Arnaques aux péages : la nouvelle menace qui guette les automobilistes français

Un SMS vous informant d’un péage impayé ? Méfiez-vous : il s’agit peut-être d’une arnaque. Les escroqueries liées aux péages autoroutiers explosent en France, profitant de l’essor du télépéage et de la dématérialisation des paiements.
Avec plus de 9 000 kilomètres d’autoroutes à péage et l’extension du télépéage en flux libre — qui permet aux usagers de franchir les barrières sans s’arrêter — les automobilistes français deviennent des cibles idéales pour les cybercriminels. Ces derniers multiplient les attaques de type smishing (phishing par SMS), exploitant la confiance et l’inattention des usagers.
Des SMS frauduleux au ton alarmiste
Le mode opératoire est bien rodé : un SMS prétendument envoyé par un opérateur comme Liber-t, Bip&Go ou une société d’autoroutes (Vinci, SANEF, APRR) informe l’usager d’un « péage impayé ». Le message, souvent menaçant, incite à régler une somme modique pour éviter des pénalités, voire la suspension du permis de conduire.

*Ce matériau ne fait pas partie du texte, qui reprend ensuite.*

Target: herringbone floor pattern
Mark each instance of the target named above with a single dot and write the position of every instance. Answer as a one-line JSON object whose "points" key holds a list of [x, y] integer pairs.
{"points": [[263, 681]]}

Il inclut un lien menant à un faux site imitant l’interface des services officiels.
Parmi les exemples recensés :
- « Péage impayé détecté sur votre compte Liber-t. Régularisez votre situation sous 24h pour éviter une majoration. »
- « SANEF : Votre passage sur l’A4 n’a pas été débité. Payez avant le [date] pour conserver la validité de votre permis. »
Comment repérer l’arnaque ?
Certains signes doivent alerter :
- Le message provient d’un expéditeur inconnu et utilise une formule générique (« Cher client »).
- Le ton est pressant voire menaçant.
- Un lien suspect est inclus, redirigeant vers un faux site.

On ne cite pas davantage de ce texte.